她不自覺地長出了口氣,一顆心落回了胸腔,小聲道:“黑傘為什麼要殺了這些和尚?”
楊海的沉默令她心中的不安再次升高,半晌後,他果然給出了一個不是答案的答案:「我不知道。」這答案本該是“它要試試你對我的信任”,可是鬼使神差的,這句話他就是說不出口。無論表面上如何鎮定,他也無法完全抹去黑傘所說話的影響。
你以為她真的愛你嗎?愛情,又值得她付出多少?
黑傘也許並沒有動搖他對易小柔的愛慕,可是絕對給他心頭更增添了一朵陰雲,令他想要知道這些問題的答案。
她嘆了口氣,並沒有再追問。黑傘做事一時間猜不透倒也成了常態,反正這傢伙做的事總會出人意料,只需要常常防備就行了,一心追問下去,最後反而打亂了自己的陣腳。
“我們走吧,不要再呆在這裡了,不然肯定要被當成兇手了。
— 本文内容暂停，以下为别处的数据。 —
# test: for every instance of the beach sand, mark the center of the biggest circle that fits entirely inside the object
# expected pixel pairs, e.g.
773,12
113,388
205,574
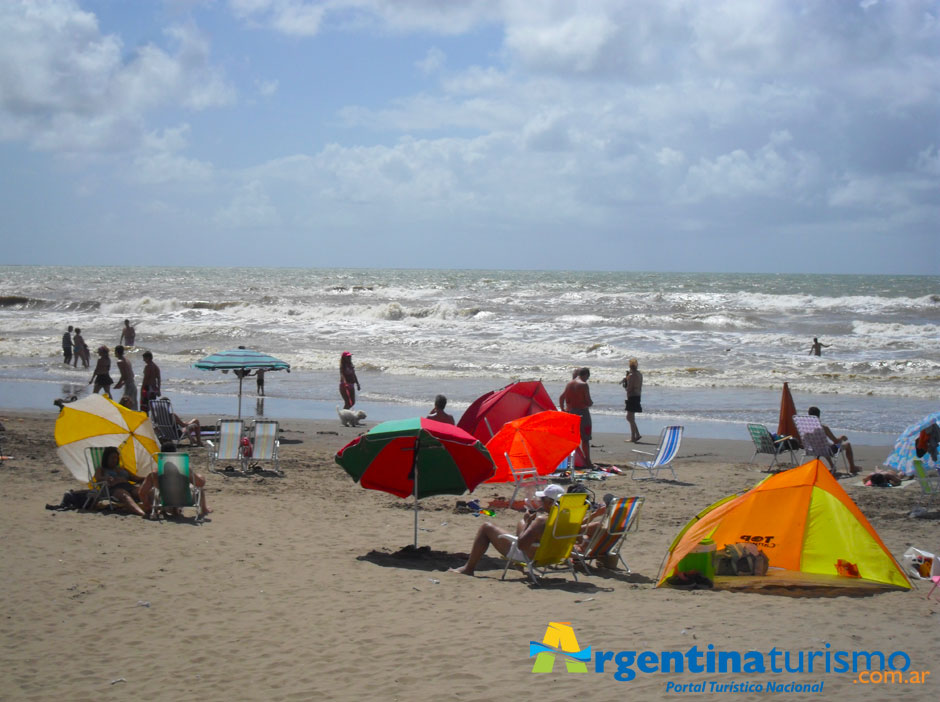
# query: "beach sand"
295,590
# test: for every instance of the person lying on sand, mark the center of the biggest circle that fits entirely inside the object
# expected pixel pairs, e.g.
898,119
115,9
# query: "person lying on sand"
883,478
529,530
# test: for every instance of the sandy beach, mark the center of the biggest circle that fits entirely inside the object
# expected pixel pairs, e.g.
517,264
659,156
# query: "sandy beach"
296,590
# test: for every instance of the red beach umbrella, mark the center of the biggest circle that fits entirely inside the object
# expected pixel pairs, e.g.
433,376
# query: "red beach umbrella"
540,440
418,457
491,411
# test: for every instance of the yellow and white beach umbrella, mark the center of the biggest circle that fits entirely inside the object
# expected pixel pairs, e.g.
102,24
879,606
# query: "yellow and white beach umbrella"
97,421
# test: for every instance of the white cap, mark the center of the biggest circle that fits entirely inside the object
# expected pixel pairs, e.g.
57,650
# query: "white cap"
553,492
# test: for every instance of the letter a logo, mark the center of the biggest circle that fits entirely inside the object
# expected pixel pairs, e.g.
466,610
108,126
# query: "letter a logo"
559,640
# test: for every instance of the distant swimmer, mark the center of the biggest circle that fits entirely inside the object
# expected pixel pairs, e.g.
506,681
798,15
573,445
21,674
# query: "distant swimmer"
128,334
438,414
67,345
817,347
151,382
”
她惦著腳尖,一小步一小步地從屍體中間走過去,要出寺廟肯定要穿過這座大殿。從大殿上看過去,寺廟的大門緊閉,外面也沒有人在,大概是進香的人看大門緊閉便離開了。這時不走,等警察來嗎?
她一邊走一邊囑咐楊海道:“把玩偶兔子扔了吧,你附身我,我們走了再說。”
「玩偶是楊洋買的,會被追查到的。」
“你以為不扔就追查不到我嗎?”她苦笑一聲,頗為無奈地道,“這麼大的案子,又是發生在寺廟,當地公安局肯定會當大案追查的。不要小看警察啊,九成九會查到我身上的,這個黑鍋我是背定了。就算不背黑鍋,我跳進黃河也洗不清了。”
他一時之間有些慌神起來:「那怎麼辦?」想想這麼多條人命,她無論怎麼辯解,以後的人生恐怕也完了。她這麼一提,他才想起這其中的關係,頓時急得心頭冒火,黑傘這招簡直是逼她入絕境。
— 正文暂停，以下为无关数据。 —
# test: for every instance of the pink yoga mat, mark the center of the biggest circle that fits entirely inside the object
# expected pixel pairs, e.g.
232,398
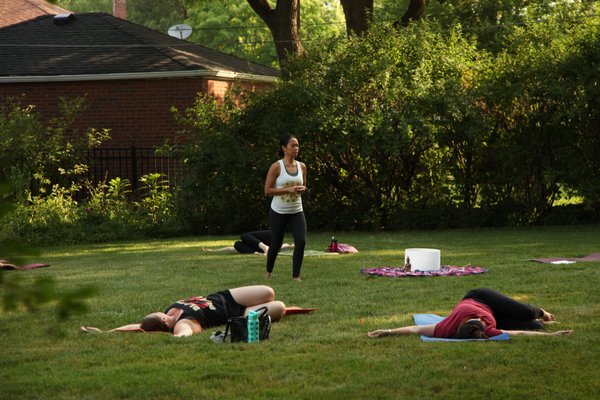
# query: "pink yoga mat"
591,257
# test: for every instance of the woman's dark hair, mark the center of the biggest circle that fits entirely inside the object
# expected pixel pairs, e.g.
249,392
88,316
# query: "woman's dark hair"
283,142
472,329
153,323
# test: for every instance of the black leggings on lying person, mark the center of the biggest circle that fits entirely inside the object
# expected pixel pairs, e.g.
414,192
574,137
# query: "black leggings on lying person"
509,313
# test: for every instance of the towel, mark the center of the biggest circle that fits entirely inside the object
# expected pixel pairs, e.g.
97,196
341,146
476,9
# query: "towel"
428,319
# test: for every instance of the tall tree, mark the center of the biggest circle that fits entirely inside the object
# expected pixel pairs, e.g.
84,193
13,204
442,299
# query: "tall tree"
359,15
284,23
414,12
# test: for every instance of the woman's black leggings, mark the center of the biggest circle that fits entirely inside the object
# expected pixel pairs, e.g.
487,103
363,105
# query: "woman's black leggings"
509,313
297,224
250,240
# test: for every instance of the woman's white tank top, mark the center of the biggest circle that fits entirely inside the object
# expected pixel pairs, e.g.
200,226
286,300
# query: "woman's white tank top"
288,203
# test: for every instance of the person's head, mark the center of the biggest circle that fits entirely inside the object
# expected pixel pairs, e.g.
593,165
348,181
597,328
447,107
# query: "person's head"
155,322
288,144
471,329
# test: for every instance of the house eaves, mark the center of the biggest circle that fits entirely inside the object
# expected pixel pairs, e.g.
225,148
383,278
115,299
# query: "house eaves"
96,46
219,75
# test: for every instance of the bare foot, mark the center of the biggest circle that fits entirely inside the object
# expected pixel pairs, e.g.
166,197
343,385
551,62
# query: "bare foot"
547,317
263,247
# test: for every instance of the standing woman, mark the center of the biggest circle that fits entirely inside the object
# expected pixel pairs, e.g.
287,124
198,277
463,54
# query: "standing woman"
286,181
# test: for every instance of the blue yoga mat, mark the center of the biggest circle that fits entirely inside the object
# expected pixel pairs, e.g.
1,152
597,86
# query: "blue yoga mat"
428,319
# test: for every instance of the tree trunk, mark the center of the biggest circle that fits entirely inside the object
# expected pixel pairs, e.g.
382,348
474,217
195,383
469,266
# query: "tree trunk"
358,14
415,11
284,23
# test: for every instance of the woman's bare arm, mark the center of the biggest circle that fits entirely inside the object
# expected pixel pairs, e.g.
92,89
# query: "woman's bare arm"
539,333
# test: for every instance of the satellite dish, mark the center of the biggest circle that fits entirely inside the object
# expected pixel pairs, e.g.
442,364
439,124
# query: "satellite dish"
180,31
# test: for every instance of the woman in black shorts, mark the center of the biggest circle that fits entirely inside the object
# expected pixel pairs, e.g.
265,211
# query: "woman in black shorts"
193,315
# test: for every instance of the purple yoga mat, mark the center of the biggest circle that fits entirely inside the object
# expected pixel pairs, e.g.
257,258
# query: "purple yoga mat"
445,270
591,257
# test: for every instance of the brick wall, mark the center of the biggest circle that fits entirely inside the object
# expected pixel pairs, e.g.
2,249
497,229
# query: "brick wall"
137,112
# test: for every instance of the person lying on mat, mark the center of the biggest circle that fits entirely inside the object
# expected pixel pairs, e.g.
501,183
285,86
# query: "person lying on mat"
190,316
256,242
483,313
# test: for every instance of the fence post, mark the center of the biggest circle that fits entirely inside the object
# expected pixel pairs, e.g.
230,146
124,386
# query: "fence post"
133,168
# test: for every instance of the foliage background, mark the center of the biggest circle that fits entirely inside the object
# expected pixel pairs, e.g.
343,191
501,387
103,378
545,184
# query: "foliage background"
434,126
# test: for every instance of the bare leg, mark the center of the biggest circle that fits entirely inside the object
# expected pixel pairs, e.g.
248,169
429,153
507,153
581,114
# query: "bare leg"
264,248
275,309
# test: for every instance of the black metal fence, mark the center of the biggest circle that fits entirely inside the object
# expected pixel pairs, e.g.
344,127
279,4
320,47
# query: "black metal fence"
130,163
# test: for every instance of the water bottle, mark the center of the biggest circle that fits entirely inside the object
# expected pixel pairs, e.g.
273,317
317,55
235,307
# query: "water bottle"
253,330
333,244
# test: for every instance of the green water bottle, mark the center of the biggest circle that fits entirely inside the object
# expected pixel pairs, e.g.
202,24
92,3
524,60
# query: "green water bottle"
253,331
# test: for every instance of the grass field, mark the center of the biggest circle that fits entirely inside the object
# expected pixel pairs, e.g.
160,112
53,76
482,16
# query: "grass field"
324,355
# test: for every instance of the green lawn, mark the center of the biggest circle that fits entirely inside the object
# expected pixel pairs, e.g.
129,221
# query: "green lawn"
321,355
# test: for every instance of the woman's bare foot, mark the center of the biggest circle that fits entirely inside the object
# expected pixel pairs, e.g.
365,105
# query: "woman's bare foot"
547,317
264,248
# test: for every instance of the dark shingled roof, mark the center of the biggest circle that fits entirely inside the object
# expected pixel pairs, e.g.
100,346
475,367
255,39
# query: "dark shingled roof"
15,11
98,43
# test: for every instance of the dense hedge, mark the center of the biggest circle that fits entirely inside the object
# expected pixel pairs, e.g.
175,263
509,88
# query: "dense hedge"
401,129
413,128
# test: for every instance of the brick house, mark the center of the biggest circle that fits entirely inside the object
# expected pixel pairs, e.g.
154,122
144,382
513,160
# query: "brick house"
130,76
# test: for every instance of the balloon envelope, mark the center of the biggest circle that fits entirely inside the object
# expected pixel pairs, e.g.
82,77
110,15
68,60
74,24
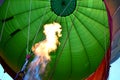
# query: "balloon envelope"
84,41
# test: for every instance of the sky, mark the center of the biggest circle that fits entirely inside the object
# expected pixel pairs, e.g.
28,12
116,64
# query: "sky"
113,75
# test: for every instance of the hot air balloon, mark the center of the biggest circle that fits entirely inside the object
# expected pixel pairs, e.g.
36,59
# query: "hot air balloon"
85,35
114,9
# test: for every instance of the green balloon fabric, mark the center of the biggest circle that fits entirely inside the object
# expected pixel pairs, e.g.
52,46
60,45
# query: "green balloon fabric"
84,41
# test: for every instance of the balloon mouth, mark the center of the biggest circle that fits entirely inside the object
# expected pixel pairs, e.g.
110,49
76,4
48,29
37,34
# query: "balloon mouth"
63,7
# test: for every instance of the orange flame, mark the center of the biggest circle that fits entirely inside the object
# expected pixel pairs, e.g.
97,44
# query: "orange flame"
43,48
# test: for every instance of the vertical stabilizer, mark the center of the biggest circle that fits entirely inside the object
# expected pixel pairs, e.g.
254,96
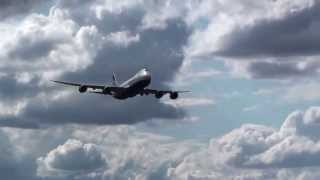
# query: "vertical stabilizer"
114,80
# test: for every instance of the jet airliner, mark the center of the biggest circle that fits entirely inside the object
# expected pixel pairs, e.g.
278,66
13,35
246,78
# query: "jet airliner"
136,85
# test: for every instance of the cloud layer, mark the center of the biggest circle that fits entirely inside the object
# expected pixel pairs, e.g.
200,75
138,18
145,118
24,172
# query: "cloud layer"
86,47
122,152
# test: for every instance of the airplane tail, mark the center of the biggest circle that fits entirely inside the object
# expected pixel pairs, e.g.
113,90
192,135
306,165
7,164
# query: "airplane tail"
114,80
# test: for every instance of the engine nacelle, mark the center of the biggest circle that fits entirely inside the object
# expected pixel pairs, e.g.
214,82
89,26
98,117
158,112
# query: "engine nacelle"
106,90
174,95
83,89
158,95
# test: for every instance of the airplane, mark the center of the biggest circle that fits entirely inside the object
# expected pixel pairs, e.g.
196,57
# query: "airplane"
136,85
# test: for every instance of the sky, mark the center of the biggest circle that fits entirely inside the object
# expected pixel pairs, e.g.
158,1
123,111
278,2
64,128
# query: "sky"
251,66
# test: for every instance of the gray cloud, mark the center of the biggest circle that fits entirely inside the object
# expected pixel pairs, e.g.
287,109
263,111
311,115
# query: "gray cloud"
249,152
74,156
88,51
16,7
291,35
280,70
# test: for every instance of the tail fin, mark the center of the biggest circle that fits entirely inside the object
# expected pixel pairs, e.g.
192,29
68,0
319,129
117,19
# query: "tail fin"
114,80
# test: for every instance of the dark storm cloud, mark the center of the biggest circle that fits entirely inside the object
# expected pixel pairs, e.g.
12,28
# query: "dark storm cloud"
281,70
295,34
159,50
15,7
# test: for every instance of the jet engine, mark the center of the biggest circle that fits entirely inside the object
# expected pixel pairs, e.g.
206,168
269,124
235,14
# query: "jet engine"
174,95
159,95
106,90
83,89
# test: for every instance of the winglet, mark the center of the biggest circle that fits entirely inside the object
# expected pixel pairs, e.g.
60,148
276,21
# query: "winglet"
114,79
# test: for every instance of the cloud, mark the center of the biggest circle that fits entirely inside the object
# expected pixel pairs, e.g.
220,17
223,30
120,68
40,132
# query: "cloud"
270,39
74,156
190,102
123,152
85,43
11,8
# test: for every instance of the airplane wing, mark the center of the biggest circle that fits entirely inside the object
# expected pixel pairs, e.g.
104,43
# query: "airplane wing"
76,84
160,93
84,87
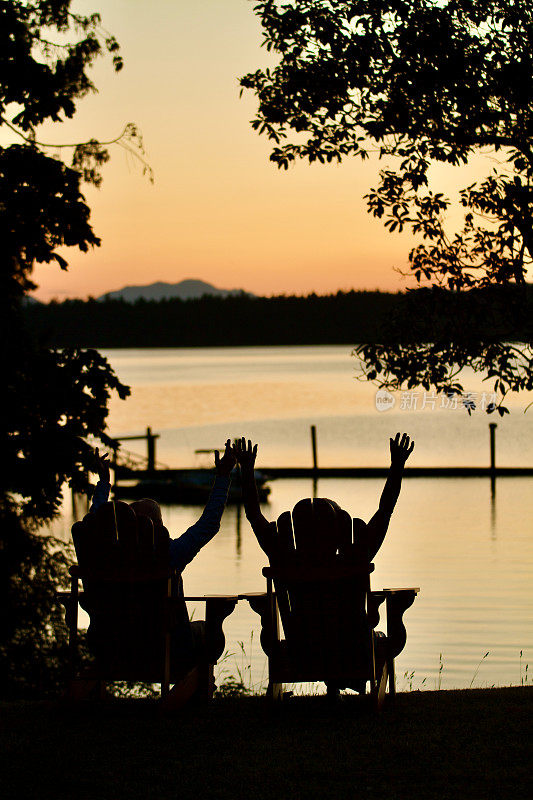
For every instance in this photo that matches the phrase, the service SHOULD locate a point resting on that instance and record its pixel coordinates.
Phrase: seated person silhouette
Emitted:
(188, 644)
(370, 536)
他想到的,她怎麼會想不到,只是事情已經這樣了,馬後炮有什麼用?只是可憐了這些和尚,莫名其妙就命歸黃泉,可悲可憐可嘆。
當腳邊出現一個小孩子的屍體時,易小柔不禁心中一動——這是那個給她送飯的小和尚,此時脖子俱斷,扭曲著頭——再放眼望去,和尚的死狀大多都是被扭斷脖子而死。這死法,與她在餐廳事件中看過的楊海手法如出一轍,像得不能再像。
當初她曾經在楊海手下救過一個孩子,可是這次……
她心頭的疑慮頓起,卻沒有表露出半分,停也不停地往前走,一直到走出殿門。倆人把大門旁邊的小門開啟,窺探了幾分鐘四下無人,才就像是做賊般一溜煙跑了回去。
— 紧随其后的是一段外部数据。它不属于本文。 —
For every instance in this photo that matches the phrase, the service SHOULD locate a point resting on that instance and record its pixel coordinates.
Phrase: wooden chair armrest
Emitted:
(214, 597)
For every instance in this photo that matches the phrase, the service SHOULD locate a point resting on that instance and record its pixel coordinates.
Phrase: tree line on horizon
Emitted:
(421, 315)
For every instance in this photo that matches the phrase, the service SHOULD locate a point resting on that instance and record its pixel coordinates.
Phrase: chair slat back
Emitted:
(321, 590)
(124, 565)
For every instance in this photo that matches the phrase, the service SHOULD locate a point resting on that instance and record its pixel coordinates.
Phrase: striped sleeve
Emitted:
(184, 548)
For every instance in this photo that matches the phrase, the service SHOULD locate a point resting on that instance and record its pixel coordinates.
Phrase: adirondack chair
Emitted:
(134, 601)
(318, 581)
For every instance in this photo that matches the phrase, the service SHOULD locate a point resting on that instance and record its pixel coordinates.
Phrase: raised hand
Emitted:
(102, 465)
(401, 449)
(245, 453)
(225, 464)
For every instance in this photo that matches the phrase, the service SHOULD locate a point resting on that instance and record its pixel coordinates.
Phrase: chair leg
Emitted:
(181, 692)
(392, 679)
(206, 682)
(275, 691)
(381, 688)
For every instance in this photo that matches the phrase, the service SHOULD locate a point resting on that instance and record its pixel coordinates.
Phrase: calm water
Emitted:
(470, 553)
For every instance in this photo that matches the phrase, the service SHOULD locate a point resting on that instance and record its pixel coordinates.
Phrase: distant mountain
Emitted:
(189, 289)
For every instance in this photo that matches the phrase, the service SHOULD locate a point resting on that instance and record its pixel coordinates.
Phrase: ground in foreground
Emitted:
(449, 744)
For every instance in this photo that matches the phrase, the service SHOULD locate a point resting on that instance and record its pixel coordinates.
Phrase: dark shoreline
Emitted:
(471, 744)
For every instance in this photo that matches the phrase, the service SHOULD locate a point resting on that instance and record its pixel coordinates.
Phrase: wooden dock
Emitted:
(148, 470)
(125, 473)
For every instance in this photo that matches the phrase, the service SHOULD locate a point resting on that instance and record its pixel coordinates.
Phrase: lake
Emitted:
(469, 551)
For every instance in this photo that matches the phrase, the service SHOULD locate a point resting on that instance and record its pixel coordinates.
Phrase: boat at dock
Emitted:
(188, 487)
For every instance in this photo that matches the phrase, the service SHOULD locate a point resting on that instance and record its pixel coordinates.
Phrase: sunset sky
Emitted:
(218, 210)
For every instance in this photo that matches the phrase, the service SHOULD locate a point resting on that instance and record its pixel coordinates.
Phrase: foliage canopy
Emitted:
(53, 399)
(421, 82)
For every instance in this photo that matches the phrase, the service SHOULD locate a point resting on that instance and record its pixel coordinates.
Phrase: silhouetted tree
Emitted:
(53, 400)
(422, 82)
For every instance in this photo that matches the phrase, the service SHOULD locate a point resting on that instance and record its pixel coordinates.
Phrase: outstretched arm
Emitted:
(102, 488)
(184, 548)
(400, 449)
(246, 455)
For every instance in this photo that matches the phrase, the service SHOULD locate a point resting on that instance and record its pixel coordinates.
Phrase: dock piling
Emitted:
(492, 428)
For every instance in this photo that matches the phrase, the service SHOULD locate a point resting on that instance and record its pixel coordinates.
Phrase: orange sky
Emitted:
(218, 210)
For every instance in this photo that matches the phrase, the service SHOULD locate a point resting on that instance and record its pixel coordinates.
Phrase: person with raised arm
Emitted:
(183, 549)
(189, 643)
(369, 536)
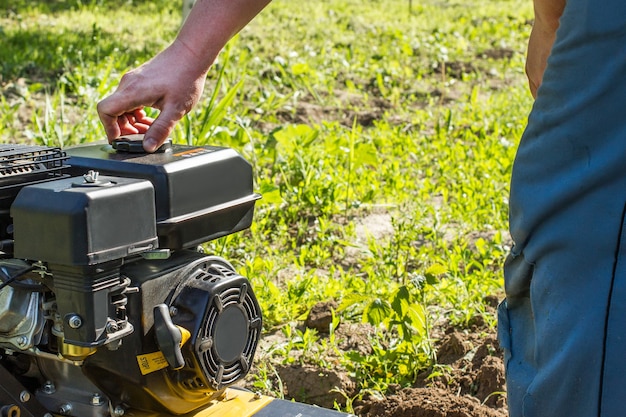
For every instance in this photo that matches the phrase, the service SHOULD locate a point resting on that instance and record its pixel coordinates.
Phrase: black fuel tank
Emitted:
(201, 192)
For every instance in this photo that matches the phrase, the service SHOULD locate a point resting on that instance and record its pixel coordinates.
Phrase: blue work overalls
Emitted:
(563, 323)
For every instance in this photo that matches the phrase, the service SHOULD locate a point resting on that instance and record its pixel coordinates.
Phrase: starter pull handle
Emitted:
(169, 336)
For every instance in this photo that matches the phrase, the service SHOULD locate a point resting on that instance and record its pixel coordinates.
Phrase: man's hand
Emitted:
(171, 82)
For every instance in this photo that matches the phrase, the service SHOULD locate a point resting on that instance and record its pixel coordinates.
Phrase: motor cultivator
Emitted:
(107, 307)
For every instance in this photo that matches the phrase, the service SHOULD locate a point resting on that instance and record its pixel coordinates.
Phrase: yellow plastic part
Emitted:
(234, 403)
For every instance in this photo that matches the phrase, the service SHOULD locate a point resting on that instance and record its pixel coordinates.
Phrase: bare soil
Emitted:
(469, 381)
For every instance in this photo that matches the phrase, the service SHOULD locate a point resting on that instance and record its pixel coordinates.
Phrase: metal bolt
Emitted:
(74, 321)
(91, 177)
(22, 341)
(96, 399)
(112, 327)
(48, 388)
(65, 409)
(24, 396)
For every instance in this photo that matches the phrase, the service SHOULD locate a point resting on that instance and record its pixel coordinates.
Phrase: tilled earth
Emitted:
(469, 381)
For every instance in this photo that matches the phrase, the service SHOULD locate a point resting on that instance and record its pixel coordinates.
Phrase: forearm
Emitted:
(548, 13)
(542, 36)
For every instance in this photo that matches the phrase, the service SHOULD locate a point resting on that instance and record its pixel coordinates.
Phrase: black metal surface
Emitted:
(282, 408)
(15, 400)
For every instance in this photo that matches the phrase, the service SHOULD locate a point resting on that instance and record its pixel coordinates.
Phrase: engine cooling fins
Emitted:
(226, 337)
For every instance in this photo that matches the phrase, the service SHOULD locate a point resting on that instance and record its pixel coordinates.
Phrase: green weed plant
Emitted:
(346, 109)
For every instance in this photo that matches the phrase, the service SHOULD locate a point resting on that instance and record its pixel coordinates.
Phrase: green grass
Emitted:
(345, 108)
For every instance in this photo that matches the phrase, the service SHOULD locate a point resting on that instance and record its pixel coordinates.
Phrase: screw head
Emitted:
(74, 321)
(48, 388)
(24, 396)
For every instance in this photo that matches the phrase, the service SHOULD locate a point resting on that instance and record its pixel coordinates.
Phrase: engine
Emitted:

在他們離開的背後,黑傘附身的大光頭正蹲在大殿的屋頂上,手裡拿著電話,極為詭異地與陳潔通話中。
“你就這麼讓易小柔走了嗎?太便宜他們了。”
“人類是種很奇特的生物。”黑傘笑嘻嘻地道,似乎頗有收穫般,“有壓力時,情侶們往往會一致對外,壓力越大,倆人間的聯絡就越緊密。當這壓力消失後,他們間的關係反而會壞起來,我們就暫且休息一段時間,看看這對小情人會有什麼樣的結果。”
電話那頭沉默片刻,陳潔道:“那你什麼時候回來?”
大光頭一笑:“想我了?”
“別傻了。”
陳潔努力討好黑傘的同時,易小柔也在努力猜測黑傘的心思。她不敢回曲金,也不敢去大城市,她和楊海倆人東躲西藏,乾脆順著神州大地旅遊去了,也幸好楊洋給了的不少錢,不然這會兒不要談旅遊了,驢友都不夠格。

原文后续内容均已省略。